= The Law of Remains =

1991 play by Reza Abdoh

The Law of Remains is a 1991 American play by Los Angeles-based Iranian playwright, director, and filmmaker Reza Abdoh. The play, initially staged in a New York City hotel, was described in A Companion to Twentieth-Century American Drama as "an apocalyptic fantasia". In its 1992 review, The New York Times characterized it as "one of the angriest theater pieces ever hurled at a New York audience".

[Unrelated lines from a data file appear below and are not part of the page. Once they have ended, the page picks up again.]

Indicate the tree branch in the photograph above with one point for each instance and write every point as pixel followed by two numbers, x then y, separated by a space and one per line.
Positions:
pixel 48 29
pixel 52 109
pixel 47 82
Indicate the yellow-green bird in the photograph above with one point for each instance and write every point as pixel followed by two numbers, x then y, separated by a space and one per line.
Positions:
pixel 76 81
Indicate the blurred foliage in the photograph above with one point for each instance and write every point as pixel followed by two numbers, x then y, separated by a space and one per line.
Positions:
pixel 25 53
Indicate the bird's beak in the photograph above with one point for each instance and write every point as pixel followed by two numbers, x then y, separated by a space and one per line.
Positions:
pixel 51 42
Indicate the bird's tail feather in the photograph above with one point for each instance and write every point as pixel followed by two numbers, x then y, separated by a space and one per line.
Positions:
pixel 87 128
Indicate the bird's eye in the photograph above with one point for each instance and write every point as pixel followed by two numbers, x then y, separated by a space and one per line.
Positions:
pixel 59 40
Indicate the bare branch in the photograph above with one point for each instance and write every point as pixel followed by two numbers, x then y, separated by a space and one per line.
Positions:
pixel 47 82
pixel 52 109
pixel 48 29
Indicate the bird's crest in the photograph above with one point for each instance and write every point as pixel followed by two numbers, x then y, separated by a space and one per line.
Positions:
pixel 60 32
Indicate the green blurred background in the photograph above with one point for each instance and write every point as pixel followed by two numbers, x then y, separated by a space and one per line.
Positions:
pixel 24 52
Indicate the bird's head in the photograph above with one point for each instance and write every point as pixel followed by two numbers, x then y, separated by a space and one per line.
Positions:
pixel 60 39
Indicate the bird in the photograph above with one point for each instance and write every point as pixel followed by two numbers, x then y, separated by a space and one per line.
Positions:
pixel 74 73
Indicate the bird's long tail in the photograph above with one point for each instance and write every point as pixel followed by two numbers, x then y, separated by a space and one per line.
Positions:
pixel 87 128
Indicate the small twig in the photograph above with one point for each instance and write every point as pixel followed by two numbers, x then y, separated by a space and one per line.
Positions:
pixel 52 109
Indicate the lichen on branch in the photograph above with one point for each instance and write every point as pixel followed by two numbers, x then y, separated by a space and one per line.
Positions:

The seven-scene play focuses on violence and its social impacts, through the use of Andy Warhol’s aesthetics, incorporating police reports on the murders of Jeffrey Dahmer in exploring the deeds of fictionalized killer "Jeffrey Snarling". It uses Dahmer's crimes, particularly his murder of an adolescent Laotian boy who almost escaped him until police presumed the conflict was a dispute between gay lovers, to create a metaphor for "governmental indifference to the AIDS crisis". Anita Durst, an actress and disciple of Abdoh who procured the location, summarized the play as "Andy Warhol and Jeffrey Dahmer meet in Heaven". The play is a non-linear multi-media presentation, adding to traditional dramatic structure a soundtrack of "death, sex and violence" and "raucous" imagery, both live and electronic.

According to theater scholar Jordan Schildcrout, "Abdoh's assaultive use of loud noises and bloody images outside a traditional theater space is very much in line with Artaud's notions of a 'theater of cruelty,' intended to shock and provoke the audience. In this way, Abdoh uses a form of theatricality that does not offer enlightenment or catharsis but rather demands that the audience experience the brutality of Dahmer's crimes on a physical and visceral level."

At the Eugene Lang College of The New School for Social Research the undergraduate senior theatre thesis group staged a reinterpretation of The Law of Remains in May 2011 at La MaMa Experimental Theatre Club in New York City.